There are no mincing words about the system: it was downright slavery. Unfortunately, up to 1954, it was still practiced in Esan: a man is tied up with an expensive court case, he is building a house and he is hard up; his wife is ill and the only thing that could save her life is an expensive operation or he wants to take a costly title etc. What does he do? He takes one of his five-year--olds to a man and says: “Here is my daughter. Please lend me N20.00’. The man hands him the money and the innocent girl changed hands in the opposite direction of the N20.00. At first she is a servant, but when she comes of age, she is elevated to the position of a wife. What really obtains new is that the father has no intention of marrying out his daughter at all: he goes from house to house with the poor girl in tow, until he finds a man willing to lend him the money he wants. There he leaves his child; if he cannot redeem her before she matures she goes to take an action FOR DIVORCE against HER HUSBAND, who really has been nothing but a SLAVE OWNER. If the divorce is granted the father can now collect N80.00 to N100.00 over his grown up daughter, in Bride Price, returns the Creditor’s miserable N20.00 and pockets N60.00 to N80.00 quite a smart deal – what.

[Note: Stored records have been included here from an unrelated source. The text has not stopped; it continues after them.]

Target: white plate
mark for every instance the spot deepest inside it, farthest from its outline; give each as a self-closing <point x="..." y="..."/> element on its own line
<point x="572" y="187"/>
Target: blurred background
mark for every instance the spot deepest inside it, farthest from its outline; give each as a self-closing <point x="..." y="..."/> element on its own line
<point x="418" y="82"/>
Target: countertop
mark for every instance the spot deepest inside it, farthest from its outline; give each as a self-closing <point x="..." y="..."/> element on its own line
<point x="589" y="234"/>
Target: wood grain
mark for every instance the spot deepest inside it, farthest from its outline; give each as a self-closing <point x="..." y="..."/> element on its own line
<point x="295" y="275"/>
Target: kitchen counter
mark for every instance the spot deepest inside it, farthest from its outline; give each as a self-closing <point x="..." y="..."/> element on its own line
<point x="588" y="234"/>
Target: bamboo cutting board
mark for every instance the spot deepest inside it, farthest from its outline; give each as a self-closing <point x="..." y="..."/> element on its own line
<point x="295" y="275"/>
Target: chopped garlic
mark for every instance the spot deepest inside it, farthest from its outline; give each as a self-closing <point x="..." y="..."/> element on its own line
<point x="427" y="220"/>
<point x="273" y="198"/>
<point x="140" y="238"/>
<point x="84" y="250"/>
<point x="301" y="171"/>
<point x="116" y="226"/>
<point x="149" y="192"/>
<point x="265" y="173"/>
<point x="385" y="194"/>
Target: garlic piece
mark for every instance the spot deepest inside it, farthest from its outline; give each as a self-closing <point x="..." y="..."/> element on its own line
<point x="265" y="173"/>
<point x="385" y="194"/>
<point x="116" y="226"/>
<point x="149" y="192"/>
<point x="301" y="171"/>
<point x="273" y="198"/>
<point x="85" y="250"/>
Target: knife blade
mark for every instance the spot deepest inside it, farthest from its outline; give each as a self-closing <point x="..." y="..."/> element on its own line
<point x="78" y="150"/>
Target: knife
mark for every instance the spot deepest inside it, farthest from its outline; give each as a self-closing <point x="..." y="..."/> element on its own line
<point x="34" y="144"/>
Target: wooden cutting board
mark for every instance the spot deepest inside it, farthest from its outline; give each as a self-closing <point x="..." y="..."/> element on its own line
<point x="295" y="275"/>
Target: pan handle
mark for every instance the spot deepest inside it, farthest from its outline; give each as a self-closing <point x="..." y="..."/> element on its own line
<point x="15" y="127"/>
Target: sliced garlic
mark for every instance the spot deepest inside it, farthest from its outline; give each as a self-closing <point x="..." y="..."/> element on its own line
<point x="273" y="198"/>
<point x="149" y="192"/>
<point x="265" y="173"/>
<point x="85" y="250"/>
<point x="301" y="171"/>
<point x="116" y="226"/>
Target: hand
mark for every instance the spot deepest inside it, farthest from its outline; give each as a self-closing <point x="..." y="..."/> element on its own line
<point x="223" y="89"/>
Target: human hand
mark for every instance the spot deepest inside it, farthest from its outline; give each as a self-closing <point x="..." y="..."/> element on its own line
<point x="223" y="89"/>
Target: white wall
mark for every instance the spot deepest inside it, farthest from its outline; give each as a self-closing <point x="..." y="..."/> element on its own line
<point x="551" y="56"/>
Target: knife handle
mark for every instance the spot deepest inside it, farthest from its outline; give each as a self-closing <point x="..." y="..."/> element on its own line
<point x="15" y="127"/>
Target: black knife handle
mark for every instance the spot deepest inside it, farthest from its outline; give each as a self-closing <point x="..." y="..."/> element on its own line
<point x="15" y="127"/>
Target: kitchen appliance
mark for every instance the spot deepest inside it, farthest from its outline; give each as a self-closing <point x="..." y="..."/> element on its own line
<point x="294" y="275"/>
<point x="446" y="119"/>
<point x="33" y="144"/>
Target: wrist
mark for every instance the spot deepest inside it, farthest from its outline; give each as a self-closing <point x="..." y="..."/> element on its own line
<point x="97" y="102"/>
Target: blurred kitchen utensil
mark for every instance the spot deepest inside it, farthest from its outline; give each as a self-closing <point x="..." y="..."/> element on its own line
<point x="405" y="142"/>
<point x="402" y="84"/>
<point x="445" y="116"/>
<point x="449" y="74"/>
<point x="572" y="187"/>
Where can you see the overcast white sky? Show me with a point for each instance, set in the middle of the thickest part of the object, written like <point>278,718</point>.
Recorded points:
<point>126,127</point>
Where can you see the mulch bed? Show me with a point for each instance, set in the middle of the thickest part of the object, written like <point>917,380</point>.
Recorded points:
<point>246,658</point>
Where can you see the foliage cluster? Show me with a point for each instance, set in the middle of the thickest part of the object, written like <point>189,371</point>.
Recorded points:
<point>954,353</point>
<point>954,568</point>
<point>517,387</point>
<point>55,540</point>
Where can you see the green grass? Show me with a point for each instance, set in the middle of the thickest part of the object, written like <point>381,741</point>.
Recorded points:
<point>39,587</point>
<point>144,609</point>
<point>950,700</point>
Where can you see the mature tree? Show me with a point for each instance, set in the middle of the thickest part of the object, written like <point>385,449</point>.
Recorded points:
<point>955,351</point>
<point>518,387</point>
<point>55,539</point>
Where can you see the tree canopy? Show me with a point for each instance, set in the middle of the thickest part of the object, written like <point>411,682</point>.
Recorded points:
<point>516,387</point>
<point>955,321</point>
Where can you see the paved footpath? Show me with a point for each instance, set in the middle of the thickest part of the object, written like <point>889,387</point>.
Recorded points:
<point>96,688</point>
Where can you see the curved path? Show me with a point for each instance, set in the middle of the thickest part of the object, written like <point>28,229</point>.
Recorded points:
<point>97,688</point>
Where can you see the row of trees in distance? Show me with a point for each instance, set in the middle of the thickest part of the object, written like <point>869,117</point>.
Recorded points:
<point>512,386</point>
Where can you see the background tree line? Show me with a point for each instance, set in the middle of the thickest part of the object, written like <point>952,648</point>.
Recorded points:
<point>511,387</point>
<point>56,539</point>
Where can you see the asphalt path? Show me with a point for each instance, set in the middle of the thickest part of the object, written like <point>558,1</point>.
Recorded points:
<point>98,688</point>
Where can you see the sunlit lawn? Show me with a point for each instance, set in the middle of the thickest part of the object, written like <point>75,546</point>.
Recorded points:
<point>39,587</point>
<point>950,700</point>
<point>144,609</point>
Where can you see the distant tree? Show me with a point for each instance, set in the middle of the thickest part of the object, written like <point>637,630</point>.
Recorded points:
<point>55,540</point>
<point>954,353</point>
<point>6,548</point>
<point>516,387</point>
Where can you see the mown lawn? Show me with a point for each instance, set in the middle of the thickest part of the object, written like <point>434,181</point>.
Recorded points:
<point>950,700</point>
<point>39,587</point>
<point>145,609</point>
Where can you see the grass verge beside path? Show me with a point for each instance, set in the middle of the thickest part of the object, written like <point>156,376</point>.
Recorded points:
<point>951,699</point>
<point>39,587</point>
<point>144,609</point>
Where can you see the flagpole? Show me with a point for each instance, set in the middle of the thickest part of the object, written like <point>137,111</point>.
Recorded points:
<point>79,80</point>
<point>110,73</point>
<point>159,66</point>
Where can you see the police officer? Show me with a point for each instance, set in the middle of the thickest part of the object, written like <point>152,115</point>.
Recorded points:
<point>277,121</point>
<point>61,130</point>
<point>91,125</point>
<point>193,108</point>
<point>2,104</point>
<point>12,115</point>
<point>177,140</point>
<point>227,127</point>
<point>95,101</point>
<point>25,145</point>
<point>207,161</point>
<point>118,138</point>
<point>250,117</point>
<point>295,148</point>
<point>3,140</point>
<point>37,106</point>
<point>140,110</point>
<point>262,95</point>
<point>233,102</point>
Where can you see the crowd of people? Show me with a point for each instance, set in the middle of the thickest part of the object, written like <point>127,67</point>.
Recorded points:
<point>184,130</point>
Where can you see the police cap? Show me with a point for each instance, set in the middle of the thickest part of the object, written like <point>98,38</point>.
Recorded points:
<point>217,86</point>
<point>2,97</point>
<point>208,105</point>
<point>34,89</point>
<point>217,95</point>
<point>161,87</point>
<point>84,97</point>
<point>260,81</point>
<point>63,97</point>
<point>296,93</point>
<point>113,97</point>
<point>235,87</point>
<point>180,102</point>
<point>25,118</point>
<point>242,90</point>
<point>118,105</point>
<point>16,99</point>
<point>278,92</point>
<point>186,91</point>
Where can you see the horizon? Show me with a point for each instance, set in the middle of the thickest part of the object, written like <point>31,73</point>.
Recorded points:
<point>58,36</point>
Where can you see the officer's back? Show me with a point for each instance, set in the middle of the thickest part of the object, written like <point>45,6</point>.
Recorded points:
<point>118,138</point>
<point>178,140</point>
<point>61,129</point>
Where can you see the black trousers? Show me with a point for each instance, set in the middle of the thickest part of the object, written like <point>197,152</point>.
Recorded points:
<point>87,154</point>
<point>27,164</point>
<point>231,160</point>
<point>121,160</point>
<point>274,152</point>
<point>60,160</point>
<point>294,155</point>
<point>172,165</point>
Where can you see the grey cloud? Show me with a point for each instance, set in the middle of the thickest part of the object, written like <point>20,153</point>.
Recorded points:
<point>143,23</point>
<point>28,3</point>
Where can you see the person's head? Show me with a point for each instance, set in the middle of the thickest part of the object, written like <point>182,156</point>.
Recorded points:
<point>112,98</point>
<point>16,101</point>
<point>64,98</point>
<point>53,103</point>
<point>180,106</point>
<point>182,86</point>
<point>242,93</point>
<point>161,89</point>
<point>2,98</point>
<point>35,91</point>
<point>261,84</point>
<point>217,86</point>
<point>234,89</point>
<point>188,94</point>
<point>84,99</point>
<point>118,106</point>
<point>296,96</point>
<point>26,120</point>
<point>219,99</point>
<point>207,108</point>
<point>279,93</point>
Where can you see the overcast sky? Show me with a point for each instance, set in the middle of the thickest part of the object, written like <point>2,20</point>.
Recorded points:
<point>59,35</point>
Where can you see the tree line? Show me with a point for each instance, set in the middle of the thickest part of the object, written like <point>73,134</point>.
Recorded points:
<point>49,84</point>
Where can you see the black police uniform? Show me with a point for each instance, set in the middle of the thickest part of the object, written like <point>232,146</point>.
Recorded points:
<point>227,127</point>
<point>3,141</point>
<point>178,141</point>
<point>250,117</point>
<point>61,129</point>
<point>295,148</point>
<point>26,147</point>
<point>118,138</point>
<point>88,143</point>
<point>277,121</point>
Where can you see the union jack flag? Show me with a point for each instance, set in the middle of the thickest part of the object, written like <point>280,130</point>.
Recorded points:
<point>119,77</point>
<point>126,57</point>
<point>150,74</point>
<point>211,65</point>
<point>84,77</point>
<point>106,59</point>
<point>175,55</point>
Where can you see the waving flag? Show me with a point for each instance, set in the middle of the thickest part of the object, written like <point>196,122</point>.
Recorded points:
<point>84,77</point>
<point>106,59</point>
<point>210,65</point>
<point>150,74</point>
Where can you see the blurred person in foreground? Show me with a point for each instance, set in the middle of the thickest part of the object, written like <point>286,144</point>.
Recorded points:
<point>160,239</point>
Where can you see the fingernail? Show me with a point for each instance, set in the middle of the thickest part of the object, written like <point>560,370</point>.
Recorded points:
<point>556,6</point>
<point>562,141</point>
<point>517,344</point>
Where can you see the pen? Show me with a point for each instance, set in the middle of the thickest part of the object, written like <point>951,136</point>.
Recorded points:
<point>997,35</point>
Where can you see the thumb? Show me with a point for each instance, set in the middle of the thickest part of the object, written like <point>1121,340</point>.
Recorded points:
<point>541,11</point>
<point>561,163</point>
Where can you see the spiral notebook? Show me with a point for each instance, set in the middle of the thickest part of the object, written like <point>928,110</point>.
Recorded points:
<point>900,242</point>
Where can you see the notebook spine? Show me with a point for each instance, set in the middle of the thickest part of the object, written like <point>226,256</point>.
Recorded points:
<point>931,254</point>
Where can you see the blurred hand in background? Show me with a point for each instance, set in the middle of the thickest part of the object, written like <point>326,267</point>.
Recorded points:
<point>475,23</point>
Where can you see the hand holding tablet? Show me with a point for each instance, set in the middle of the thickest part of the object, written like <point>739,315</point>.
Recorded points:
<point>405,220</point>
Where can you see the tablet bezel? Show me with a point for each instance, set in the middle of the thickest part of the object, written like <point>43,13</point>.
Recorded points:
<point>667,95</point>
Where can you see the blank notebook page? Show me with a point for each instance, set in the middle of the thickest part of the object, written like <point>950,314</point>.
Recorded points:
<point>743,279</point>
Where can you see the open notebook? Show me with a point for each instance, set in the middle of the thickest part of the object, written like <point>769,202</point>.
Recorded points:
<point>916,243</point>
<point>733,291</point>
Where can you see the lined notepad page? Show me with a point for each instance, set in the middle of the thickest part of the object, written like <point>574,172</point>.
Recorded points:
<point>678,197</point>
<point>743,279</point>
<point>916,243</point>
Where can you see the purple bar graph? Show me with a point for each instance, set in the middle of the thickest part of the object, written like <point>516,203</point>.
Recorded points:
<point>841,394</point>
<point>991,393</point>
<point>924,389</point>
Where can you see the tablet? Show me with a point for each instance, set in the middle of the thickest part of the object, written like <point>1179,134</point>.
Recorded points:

With or without the old British Administration. the evil of child marriage over the years had time to grow deep roots, watering itself on illusions of cheaper marriages and hopes of getting more faithful wives.

Prohibit child marriage in all its forms in Esan and the confused and bribe ridden atmosphere of the Native or Customary Courts would clear like magic. Many of the disputed paternity cases particularly from girls yet living with their parents would disappear. It would cut divorce cases hanging in our Courts like a curse, down to a sane minimum. No one could very well blame a child forced to marry a man, deserting when she came to her senses, and when she did, the avenging husband clinging to his pound of flesh, wanted the Court to record on his behalf that she was two weeks pregnant! And by Jove, if she had a baby within a year of that divorce case, there was bound to be another case of disputed paternity. For the court and court members it was of course, another source of revenue, generally speaking.